On the problems of being a christian evangelist from the US in an Islamic country:
"N.S. ... baby", which in my father's version meant not 'no shit' but 'no sympathy.' Has there ever been an evangelical movement not linked, if only at the level of psychology, to economically expansionist policy? If one is not produced by the other, they're twins. Religion expanding by trade between equal partners is one thing, but the "free market" philosophy of religion is as specious as the philosophy of economics proper.
From Richard Bernstein's review of of Amos Elon's new book on the history of the Jews in Germany:
"But [German acceptance] was not to be, because the conformist tyranny that Germany was unable to put into the past (until the Allied conquest of World War II)[sic] is exactly what prevented the emancipation of the Jews."How does war end"'conformist tyranny"? Did the Civil War end it for the American south? The diplomatic courtesy is silly. The German's never understood democracy and don't understand it now.
Again and again over the past 50 years democracy is described as being needed, as being necessary for Germany as castration is seen by some as necessary for a sex offender. But the underlying assumption, the banality of democracy, is never opposed. Germany is an autistic country, emotionally numbed by the past and actively engaged in the production of production, of order, engineering and design, but unable to create a new emotional order out of the physical world. Gerhard Richter, the country's most famous living artist put it well when he described why he believes in nothing: believing in something is too dangerous. It leads to extremism (for Germans).

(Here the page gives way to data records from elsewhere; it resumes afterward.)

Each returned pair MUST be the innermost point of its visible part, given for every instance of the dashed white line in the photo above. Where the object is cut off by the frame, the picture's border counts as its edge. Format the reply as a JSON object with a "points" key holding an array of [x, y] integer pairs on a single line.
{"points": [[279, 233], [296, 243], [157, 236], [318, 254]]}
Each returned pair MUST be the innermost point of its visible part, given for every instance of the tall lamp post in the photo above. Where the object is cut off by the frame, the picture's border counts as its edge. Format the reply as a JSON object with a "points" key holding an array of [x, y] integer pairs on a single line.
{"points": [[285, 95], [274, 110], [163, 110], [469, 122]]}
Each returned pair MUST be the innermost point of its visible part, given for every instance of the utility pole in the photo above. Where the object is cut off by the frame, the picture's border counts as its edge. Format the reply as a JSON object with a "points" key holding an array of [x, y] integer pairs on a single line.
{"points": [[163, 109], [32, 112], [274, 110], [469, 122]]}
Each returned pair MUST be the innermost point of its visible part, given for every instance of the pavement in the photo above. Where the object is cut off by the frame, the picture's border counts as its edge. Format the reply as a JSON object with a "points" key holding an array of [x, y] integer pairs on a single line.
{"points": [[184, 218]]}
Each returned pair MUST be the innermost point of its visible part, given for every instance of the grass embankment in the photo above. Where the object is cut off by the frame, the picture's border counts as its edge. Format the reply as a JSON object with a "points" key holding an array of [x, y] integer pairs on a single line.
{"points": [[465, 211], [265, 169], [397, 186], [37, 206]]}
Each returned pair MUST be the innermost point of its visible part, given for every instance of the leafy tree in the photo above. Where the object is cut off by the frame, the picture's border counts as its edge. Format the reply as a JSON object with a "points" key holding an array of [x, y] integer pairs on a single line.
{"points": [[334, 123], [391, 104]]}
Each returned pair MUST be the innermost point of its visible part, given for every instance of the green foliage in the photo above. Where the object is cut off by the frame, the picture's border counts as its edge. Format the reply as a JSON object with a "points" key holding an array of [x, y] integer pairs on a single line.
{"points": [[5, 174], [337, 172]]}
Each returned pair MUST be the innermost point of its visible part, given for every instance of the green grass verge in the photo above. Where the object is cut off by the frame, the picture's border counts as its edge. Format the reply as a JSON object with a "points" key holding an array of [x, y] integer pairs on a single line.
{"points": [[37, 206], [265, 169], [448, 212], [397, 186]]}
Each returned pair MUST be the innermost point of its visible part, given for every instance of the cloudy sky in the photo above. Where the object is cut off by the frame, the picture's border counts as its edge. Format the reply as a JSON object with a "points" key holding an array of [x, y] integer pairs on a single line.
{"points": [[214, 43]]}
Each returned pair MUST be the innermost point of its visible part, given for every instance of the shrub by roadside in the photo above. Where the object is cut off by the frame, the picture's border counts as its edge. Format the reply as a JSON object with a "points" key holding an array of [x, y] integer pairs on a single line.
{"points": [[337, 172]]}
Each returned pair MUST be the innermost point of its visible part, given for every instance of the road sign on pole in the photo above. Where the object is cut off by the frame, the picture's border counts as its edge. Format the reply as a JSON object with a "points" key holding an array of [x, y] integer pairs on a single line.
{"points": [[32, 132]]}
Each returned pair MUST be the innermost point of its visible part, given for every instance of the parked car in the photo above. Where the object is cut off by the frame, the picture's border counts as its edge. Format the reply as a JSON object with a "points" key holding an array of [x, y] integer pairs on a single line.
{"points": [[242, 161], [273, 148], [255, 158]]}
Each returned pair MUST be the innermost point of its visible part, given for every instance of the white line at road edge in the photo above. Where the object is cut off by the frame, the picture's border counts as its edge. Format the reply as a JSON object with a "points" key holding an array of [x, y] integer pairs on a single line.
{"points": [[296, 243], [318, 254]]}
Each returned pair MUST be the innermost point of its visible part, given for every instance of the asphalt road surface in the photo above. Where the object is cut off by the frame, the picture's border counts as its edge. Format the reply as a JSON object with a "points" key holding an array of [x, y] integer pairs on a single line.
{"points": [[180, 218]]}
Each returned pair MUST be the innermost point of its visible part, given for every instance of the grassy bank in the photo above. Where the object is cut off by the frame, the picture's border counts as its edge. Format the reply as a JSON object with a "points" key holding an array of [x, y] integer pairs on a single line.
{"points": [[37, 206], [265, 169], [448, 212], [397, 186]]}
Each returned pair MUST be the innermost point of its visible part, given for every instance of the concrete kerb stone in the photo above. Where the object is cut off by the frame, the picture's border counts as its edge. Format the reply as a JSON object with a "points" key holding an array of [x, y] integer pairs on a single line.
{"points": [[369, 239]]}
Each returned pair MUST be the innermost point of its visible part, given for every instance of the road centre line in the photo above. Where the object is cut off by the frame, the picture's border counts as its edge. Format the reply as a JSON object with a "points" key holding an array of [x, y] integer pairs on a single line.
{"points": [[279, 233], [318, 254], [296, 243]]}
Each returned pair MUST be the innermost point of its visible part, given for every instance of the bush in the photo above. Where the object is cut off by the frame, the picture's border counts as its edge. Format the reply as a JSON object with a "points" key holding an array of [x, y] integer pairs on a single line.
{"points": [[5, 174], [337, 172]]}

But one can still wonder, why not 'believe' in democracy?
Examples of this struggle abound in German culture since the war. Since when did Fassbinder ever believe in democracy? Watch Wim Wenders' Wings of Desire and listen carefully to the conversation between the two angels sitting in the car in an automobile showroom. Even Heinrich Boll is more a celebrant of martyrdom than of democracy.
Finally it's conformity, not democracy, that's allows Germans, and Europeans generally, to express their dislike for this war. Do readers here understand the irony?